Diante do choque cultural e da intolerância, cabe aos empregadores promoverem campanhas e ações educativas de conscientização sobre o tema, bem como reprimir, através de seu poder disciplinar, condutas e atitudes de hostilização ou discriminação, sob pena de serem considerados omissos, respondendo diretamente pelo eventual assédio moral, ainda que horizontal.

quarta-feira, 10 de janeiro de 2018

Atualizado em 8 de janeiro de 2018 18:44

A legislação brasileira moderniza-se no sentido de assegurar os direitos individuais dos cidadãos transgêneros. O entendimento dos nossos tribunais, que tratam do assunto majoritariamente na esfera social e de maneira generalizada, determina que os indivíduos transgêneros têm o direito de usar seu nome social, assim como utilizar o sanitário de acordo com o gênero com o qual se identificam e se apresentam publicamente.

Tal fato preserva os seus direitos constitucionais individuais - da dignidade da pessoa humana, direito à identidade, direito ao reconhecimento, direito à igualdade e a não discriminação. Mas, e se um colaborador assumisse a troca de gênero e solicitasse a sua empresa o uso do sanitário com o qual se sente mais confortável?

Embora aqui esteja abordando uma questão hipotética, essa tem sido a realidade de muitas companhias no Brasil. É crescente o volume de consultas a respeito dessa questão, principalmente por se tratar de uma novidade dentro do ambiente corporativo.

O Ministério Público do Trabalho editou portaria assegurando que travestis, transexuais e pessoas cuja identificação civil não reflita sua identidade de gênero, passam a ter direito de usar o nome social em suas atividades, além de garantir ainda o acesso a banheiros e vestiários de acordo com a identidade de gênero escolhida pela pessoa.

Outros órgãos também se manifestaram em favor da inclusão dos transgêneros. A Administração Pública Federal, através do decreto 8.727/16, endossa o entendimento do Ministério Público do Trabalho, assim como o governo do Estado de São Paulo também se posicionou com a publicação do decreto 55.588/10, que dispõe sobre o tratamento nominal das pessoas transexuais e travestis nos órgãos públicos do Estado de São Paulo.

Mesmo quando amparados na legislação, os empregadores estão lidando com conflitos gerados por argumentações contrárias, baseadas na proposta de proteção ao suposto direito inverso, no sentido de que o uso do banheiro por um colaborador transgênero causaria constrangimento aos demais.

Essa é uma argumentação que não se sustenta, pois, o entendimento é de que a empresa, assim como qualquer ambiente de frequência de pluralidade de pessoas, pode adotar medidas de preservação da intimidade, seja qual for o sexo ou gênero, através, por exemplo, da disponibilização de box individuais para utilização por todos os empregados que frequentam o sanitário e optem pela intimidade quando trocam de roupa ou fazem suas necessidades.

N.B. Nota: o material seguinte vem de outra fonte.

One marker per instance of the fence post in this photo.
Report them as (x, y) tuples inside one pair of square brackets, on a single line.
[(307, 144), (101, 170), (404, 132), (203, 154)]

Diante desse cenário, temos dialogado com empresas de diversos setores da economia para entender, independentemente do que diz a legislação, quais medidas têm sido utilizadas como tentativa de garantir direitos individuais e coletivos. Mitigando e solucionando os conflitos, encontramos diversos tipos de ações.

Algumas empresas optaram por ações extremistas, como a adoção de banheiros e vestiários destinados exclusivamente aos colaboradores transgêneros, sendo que rapidamente foram questionadas pela prática tida por discriminatória, com imposição de sanções administrativas e condenações judiciais, exatamente porque está evidente que a ação é contrária à inclusão social.

Outras companhias decidiram enfrentar a questão através da transformação de todos os seus sanitários em ''unissex'', mas a decisão desencadeou conflitos protagonizados pelo público que não se conformava em aceitar a diversidade no uso dos banheiros.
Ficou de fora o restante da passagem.